Another annoyance is the actual lack of a downloadable source distribution. And as much as I like Java, it seems that some Java projects are among the worst offenders here. For example, a well-known teaching tool until recently only provided downloads in Windows .exe and in a Java-based interactive-installation format. You simply could not get the source for this program without running a GUI-based installer, interacting with it as per the usual installation script time-waster, and telling it to extract the source code. How does that support the premise of being able to inspect the source code before running it? To their credit (and the reason I'm not naming them here), when I mentioned this and explained the problem it was causing, they had a .zip file up on their SourceForge site (and the SourceForge mirror network) in under an hour.
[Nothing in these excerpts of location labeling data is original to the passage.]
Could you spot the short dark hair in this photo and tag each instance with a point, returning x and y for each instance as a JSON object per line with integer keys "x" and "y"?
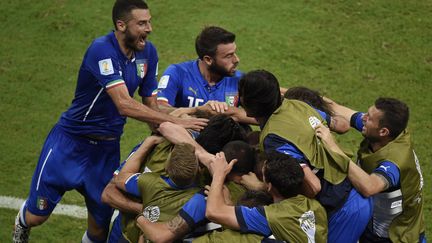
{"x": 255, "y": 198}
{"x": 123, "y": 8}
{"x": 220, "y": 130}
{"x": 310, "y": 96}
{"x": 245, "y": 155}
{"x": 284, "y": 173}
{"x": 210, "y": 37}
{"x": 395, "y": 115}
{"x": 259, "y": 93}
{"x": 182, "y": 167}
Another example is Sun's Project Glassfish, a "Java EE" server. You download a big distfile (which is versioned properly), but as soon as you try to build it, the Maven build tool first starts scribbling in its private directory in your home directory, and then - starts downloading newer versions of some files! Folks, you can not get to repeatable automated building if you don't leave the platform-specific ports maintainers the flexibility to get distributions, install them in a known location, and just use them. On a bad day I think that Maven is one of the biggest roadblocks to repeatable automated building. Maybe it isn't, but today it seems like it.